What is a Roth IRA?
To begin understanding what a Roth IRA is, you must first understand what the general term IRA refers to. An IRA refers to an Individual Retirement Arrangement, although most people refer to it as an Individual Retirement Account. An IRA is simply an account title and when you open one, there is actually not anything inside of it.
The IRA account owner must fund the IRA with their individual investment selections. For example, an IRA owner could buy cash investments, individual stocks and bonds, mutual funds or even real estate investment trusts (REITs). The most important thing to remember is that an IRA itself is not an investment, but a type of investment account.
Why Choose Roth IRA vs Traditional IRA?
There are many differences between the Roth IRA and traditional IRA account. Please read Roth IRA vs Traditional IRA to understand which is best for your retirement.
Roth IRA Rules
To understand the Roth IRA income rules, refer to our 2014 Roth IRA Rules article.

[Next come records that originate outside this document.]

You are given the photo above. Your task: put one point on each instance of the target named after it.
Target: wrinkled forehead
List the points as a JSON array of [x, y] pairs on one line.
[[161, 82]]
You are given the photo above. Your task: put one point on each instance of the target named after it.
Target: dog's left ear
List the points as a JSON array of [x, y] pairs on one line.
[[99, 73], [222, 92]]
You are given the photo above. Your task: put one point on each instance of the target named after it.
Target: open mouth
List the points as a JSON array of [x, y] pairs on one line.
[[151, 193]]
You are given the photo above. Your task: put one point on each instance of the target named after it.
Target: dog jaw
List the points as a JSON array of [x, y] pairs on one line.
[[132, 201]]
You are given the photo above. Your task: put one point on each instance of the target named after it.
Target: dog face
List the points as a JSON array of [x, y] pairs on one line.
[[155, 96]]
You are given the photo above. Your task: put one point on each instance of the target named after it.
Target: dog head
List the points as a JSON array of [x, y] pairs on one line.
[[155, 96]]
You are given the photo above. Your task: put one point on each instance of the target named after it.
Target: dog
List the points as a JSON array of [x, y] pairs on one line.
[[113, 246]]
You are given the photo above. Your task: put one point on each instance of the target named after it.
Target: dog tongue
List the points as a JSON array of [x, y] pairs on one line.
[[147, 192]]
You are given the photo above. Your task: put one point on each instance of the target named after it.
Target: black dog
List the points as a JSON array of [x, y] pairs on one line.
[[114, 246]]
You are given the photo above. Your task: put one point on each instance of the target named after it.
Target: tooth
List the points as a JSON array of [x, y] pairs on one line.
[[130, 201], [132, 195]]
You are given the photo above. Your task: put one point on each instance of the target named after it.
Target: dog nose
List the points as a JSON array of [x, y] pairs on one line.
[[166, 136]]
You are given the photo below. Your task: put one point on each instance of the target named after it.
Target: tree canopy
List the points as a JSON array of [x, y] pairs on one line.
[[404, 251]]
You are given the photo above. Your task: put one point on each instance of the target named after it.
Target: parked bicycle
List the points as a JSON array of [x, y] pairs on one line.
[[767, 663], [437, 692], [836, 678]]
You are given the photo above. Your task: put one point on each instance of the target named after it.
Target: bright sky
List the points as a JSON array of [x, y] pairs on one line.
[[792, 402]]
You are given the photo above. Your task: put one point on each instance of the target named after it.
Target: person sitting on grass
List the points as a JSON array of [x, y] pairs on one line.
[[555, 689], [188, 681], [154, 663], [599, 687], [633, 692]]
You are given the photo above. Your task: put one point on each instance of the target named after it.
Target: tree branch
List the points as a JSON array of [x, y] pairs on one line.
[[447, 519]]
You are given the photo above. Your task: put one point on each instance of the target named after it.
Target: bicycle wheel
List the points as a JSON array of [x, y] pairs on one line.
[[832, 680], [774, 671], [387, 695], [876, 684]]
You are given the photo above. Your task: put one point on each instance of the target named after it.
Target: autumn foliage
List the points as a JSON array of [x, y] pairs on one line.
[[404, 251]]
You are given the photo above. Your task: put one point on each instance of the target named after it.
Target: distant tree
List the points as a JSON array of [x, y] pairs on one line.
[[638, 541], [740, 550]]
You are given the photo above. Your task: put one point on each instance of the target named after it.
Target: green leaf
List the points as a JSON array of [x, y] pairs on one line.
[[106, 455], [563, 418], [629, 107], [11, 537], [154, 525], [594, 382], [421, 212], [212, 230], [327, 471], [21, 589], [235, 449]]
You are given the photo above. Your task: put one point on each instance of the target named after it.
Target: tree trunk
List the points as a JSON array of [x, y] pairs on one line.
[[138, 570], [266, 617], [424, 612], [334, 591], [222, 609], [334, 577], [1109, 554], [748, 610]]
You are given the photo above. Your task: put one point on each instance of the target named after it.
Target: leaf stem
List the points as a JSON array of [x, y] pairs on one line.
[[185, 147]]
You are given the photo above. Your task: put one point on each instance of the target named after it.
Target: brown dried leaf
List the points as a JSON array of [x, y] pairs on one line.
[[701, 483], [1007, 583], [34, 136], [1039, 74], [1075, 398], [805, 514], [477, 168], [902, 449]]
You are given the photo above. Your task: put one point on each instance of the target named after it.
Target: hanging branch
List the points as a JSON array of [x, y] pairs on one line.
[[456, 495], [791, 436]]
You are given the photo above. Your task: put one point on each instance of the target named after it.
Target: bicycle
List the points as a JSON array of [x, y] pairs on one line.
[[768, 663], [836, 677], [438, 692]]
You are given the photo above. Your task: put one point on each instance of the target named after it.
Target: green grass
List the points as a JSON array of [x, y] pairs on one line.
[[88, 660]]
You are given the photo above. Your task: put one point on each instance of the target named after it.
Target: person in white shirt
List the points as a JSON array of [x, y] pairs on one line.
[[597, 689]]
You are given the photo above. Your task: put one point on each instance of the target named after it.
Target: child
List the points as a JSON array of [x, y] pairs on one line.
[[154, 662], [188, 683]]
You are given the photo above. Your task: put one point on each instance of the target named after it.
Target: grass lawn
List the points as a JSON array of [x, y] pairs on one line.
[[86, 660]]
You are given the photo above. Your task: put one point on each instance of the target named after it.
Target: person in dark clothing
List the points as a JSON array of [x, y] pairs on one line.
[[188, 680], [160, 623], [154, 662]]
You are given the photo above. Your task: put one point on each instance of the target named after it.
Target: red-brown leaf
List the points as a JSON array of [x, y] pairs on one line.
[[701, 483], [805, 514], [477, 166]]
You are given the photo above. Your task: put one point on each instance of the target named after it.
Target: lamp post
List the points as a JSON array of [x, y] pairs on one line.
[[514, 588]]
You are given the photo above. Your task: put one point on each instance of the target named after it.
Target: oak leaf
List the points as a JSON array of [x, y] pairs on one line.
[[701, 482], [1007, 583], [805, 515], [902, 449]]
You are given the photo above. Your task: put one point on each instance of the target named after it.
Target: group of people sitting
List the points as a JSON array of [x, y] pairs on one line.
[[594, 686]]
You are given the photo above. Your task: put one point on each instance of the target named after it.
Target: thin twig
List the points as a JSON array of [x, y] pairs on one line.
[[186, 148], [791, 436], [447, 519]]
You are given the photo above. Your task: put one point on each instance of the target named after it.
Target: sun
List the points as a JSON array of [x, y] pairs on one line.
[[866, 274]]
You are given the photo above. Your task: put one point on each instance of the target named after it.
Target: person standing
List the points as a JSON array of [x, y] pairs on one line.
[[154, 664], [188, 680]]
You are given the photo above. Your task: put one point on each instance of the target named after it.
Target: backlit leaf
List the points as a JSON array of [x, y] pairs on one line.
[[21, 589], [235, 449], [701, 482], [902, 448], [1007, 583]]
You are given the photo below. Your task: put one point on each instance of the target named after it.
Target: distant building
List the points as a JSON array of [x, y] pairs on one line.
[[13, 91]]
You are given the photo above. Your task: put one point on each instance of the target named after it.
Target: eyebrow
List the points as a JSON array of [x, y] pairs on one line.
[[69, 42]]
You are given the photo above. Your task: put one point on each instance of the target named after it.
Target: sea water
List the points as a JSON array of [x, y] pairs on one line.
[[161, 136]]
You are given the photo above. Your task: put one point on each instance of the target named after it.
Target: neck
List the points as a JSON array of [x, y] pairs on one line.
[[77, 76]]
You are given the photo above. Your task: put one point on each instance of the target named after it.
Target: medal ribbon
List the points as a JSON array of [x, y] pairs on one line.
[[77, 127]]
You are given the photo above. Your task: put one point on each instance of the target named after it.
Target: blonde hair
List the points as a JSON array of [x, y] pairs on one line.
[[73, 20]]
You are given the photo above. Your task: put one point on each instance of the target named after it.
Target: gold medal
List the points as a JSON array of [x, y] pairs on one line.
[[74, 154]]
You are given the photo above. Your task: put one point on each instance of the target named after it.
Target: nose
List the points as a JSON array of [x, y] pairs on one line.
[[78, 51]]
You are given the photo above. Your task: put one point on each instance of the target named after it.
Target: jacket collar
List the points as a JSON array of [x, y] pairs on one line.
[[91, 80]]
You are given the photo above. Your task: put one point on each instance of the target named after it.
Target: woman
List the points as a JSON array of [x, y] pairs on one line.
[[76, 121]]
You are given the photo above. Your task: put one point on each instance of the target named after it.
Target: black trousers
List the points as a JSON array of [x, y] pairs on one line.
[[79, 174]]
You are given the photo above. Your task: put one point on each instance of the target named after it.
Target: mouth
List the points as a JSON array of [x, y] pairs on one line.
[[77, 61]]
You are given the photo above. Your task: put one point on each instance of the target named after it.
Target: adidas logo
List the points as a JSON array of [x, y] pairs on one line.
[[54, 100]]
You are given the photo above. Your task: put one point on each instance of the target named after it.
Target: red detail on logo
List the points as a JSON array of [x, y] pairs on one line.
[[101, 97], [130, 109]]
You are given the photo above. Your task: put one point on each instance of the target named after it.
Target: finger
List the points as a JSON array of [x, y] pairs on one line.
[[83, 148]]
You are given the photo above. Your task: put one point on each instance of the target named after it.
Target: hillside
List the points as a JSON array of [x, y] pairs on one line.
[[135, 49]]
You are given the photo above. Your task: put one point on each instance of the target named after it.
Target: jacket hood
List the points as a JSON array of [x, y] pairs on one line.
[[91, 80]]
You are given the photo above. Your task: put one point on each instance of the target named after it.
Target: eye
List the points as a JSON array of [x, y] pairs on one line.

Understanding Roth IRA Distributions
It is important to take a closer look at the way in which Roth IRA funds are treated. If Roth IRA funds are withdrawn prior to the age of 59 ½ and are not used as a first home purchase, they are subject to income taxation and an early withdrawal penalty of 10%. In order to withdraw Roth IRA funds that will not incur a penalty or taxation, it must be considered a qualified withdrawal. Here is how the IRS currently classifies a qualified withdrawal:
- The withdrawal took place at least 5 years after the Roth IRA account was established
- The account owner is 59 ½ when the funds were withdrawn
- The Roth IRA is considered disabled when they withdrew funds (restrictions apply)
- Roth IRA beneficiary received funds after the owner’s death
- The funds will be used towards the purchase of a first home by a qualified family member or the account owner, which is limited to $10,000.
Roth IRA Calculators
You'll need to use a roth ira calculator to figure out how much you should save each year.
Here's a list of the best Roth IRA calculators:
- Roth IRA Calculator –http://www.your-roth-ira.com/roth-ira-calculator.html
- TIAA CREF – https://www3.tiaa-ref.org/iracalcs/conversion_calc.jsp
- Roth IRA Savings Calculator –http://www.dinkytown.net/java/RothIRA.html
- PlanningTips.Com Roth IRA Calculator –http://www.planningtips.com/cgi-bin/roth.pl
- Roth IRA Comparison Calculator –http://www.moneychimp.com/articles/rothira/rothcalc.htm
Grow Earnings Tax Free
The Roth IRA is a unique account in that other funds in a qualified retirement account may be eligible for conversion into a Roth IRA. One of the primary reasons that someone would consider this option is that the funds once they are converted will continue to grow on a tax deferred basis, but when withdrawn after the age of 59 1/2, the entire account will be tax free.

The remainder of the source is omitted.